Qualitativ genüge das Konzept nicht, urteilte eine mehrköpfige Fachkommission. Unter anderem wegen der geplanten Besetzung des Stücks. Wörtlich heisst es: «Basierend auf dem eingereichten Gesuch erachtet die Kommission den Versuch, die Mechanismen der Herabsetzung von Minderheiten durch die Rolle des Performers von einer von der Kommission als white passing cis-Mann gelesenen Person erklären zu lassen, als nicht überzeugend.»

Übersetzt ins Deutsche: Die Kommission kritisiert, dass die Figur des Erzählers im Stück von einem weissen Mann hätte gespielt werden sollen.

Mit «white passing», so schreibt es die Stadt, sei gemeint, dass eine Person «als weiss gelesen wird». Wobei mit «weiss» – um die Sache noch komplizierter zu machen – die Positionierung und soziale Zuschreibung als «weiss» in einer rassistisch strukturierten Gesellschaft gemeint sei. Ein «cis-Mann» ist gemäss Definition der städtischen Theaterbeauftragten eine Person, die bei der Geburt dem männlichen Geschlecht zugewiesen wurde und sich auch als Mann identifiziert.
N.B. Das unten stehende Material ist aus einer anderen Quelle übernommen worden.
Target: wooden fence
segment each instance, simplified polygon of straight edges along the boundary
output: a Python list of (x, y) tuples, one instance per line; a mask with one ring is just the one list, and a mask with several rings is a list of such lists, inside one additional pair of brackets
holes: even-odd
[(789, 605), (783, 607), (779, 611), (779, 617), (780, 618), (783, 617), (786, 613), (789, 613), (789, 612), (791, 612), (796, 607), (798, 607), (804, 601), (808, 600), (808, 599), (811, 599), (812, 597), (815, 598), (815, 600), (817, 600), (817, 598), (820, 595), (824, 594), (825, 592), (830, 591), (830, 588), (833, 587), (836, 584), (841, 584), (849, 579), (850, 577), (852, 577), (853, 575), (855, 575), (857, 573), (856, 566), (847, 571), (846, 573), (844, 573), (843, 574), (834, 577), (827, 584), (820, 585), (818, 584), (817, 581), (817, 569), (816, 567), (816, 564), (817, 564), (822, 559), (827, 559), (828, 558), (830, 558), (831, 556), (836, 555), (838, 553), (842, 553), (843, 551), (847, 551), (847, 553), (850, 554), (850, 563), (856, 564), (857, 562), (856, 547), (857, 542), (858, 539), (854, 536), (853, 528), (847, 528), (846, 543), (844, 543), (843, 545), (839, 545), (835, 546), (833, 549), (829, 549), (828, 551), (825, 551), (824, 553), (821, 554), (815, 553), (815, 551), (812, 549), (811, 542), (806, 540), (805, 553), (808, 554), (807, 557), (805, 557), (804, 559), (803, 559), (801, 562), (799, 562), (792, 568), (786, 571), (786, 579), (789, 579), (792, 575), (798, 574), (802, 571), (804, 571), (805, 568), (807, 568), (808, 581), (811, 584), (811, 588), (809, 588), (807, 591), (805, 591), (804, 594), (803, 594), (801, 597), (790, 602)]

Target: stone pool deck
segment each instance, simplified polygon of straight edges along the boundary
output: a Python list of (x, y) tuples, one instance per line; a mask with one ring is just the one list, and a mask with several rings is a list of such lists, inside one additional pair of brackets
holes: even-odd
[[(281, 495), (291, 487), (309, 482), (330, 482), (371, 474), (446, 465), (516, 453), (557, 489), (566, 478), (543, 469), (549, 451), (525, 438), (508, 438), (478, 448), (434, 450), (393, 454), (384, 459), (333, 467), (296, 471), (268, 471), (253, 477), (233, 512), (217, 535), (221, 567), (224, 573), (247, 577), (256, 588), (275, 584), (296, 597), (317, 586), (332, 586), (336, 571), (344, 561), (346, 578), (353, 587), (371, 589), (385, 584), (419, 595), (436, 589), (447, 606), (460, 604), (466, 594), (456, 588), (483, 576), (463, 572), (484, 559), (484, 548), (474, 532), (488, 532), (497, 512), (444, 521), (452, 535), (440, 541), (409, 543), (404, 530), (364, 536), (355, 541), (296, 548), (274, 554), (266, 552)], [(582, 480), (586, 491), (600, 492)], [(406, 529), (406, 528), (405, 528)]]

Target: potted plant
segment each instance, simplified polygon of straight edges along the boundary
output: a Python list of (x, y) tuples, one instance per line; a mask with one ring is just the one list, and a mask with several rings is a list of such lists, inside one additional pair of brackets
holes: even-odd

FDP will es genauer wissen

Die Begründung wirft Fragen auf. Fragen, die nun ein politisches Nachspiel haben. Die FDP hat im Stadtparlament eine Anfrage eingereicht. Sie will vom Stadtrat und von der für Kultur zuständigen Stadtpräsidentin Corine Mauch (SP) wissen, nach welchen Kriterien die Förderbeiträge verteilt würden und wie die Fachkommission arbeite. Konkret fragen die Freisinnigen: «Ist es Aufgabe einer Kommission, die Besetzung einer Rolle anhand von Kriterien wie Hautfarbe, Geschlecht und Identität zu beurteilen?»

Den Tamedia-Zeitungen teilt die Stadt mit, dass man keine Stellung zu einzelnen Fördergesuchen nehme, weil diese nicht öffentlich seien. Ablehnende Entscheide erfolgten aber «aufgrund der inhaltlichen Überprüfung der transparent kommunizierten Kriterien». Ein Sprecher Mauchs schreibt: «Die Besetzung einer Rolle kann dabei durchaus in die Beurteilung mit einfliessen.»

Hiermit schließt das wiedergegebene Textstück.